Variants you'll see elsewhere

  • binary-tree-zigzag-level-order-traversal: alternate the direction at each level.
  • binary-tree-right-side-view: emit only the rightmost value at each level.
  • find-largest-value-in-each-tree-row: emit the max value at each level.
  • average-of-levels-in-binary-tree: emit the mean at each level.
  • populate-next-right-pointers: connect each node to its next level neighbour, level by level.
  • word-ladder, shortest-path-in-binary-matrix, rotting-oranges: all graph-BFS, exact same level-slice pattern with a visited set added.

How parikshan turns this into a learning loop

After you read this article and click through to the practice link, the parikshan flow integrates four layers:

  1. The editor runs your code against public tests and per-session dynamic private tests. The dynamic suite includes the empty tree (zero output lines, not one blank line), a single node (one line), and a 5000-node random shape to verify the queue handles realistic widths.
  2. Hints are graduated. The first hint asks how to process all nodes at one depth before any node at the next. The third gives you the two-list ping-pong skeleton. Each hint costs integrity.
  3. The AI training assistant offers Explain, Review, Find Bugs, Add Comments, Optimise in exam mode at small integrity costs; free-form in practice mode.
  4. The dispute flow runs after the verdict. The common mistake on this problem is the empty-tree output formatting; the reviewer can confirm the contract.

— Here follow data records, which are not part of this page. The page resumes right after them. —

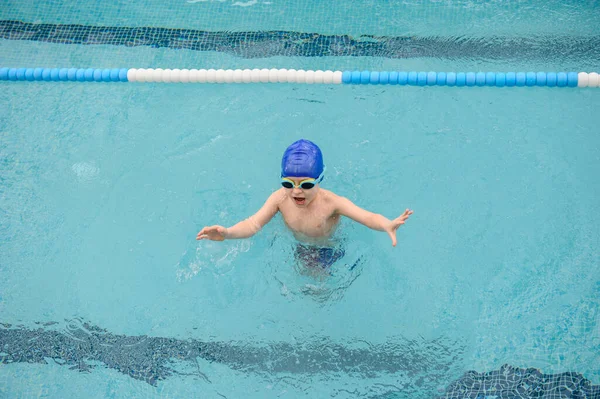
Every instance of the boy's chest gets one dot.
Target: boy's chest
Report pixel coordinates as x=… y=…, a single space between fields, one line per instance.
x=315 y=223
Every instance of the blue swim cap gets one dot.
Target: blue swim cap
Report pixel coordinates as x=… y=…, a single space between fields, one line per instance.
x=302 y=159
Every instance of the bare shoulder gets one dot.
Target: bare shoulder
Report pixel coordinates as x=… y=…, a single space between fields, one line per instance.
x=330 y=197
x=277 y=197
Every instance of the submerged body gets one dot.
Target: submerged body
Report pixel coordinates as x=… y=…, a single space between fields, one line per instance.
x=310 y=212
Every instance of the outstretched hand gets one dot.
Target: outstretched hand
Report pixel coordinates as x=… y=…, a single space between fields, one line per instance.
x=399 y=221
x=214 y=233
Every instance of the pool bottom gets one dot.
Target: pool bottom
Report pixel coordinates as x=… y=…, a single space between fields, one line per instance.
x=150 y=359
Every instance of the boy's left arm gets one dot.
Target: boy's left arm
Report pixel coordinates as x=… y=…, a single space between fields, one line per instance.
x=372 y=220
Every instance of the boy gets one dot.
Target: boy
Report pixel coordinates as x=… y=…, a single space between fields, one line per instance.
x=310 y=212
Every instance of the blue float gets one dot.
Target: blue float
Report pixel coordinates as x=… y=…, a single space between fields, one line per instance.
x=572 y=79
x=346 y=77
x=441 y=79
x=470 y=79
x=393 y=78
x=384 y=77
x=114 y=75
x=37 y=73
x=54 y=72
x=412 y=78
x=451 y=79
x=511 y=79
x=431 y=78
x=540 y=79
x=21 y=74
x=106 y=75
x=374 y=78
x=530 y=79
x=89 y=75
x=71 y=74
x=500 y=79
x=480 y=79
x=365 y=77
x=402 y=78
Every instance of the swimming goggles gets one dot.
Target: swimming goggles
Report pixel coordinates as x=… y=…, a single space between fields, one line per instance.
x=306 y=184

Read the concept, attempt in practice mode, take hints when stuck, then redo in exam mode. When you can write the BFS in under five minutes without touching AI, the pattern is in your fingers.

In the AI-integrated workspace

In your future job, you will not write level-order BFS by hand. An agent will. Your job is to:

  1. Recognise that "process the hierarchy layer by layer" is BFS, not DFS, and that the slice-the-queue-by-level trick is the entire algorithm.
  2. Tell the agent precisely: "BFS with two-list ping-pong, emit one line per level, the empty tree emits zero lines".
  3. Read the agent's code and verify (a) the empty-tree special case, (b) None children are filtered before they enter the next level, (c) order within a level is left-to-right.
  4. Stress-test on the edge cases the agent will silently miss: empty tree (zero lines), single node (one line), a deep skewed tree (one node per level for n levels).

Candidates who can name "this is level-order BFS, slice by level size" within five seconds are the ones who direct AI agents productively. Candidates who cannot recognise the pattern end up approving 50 lines of generated DFS-with-depth-tagging that sorts at the end. parikshan is built to train the first kind.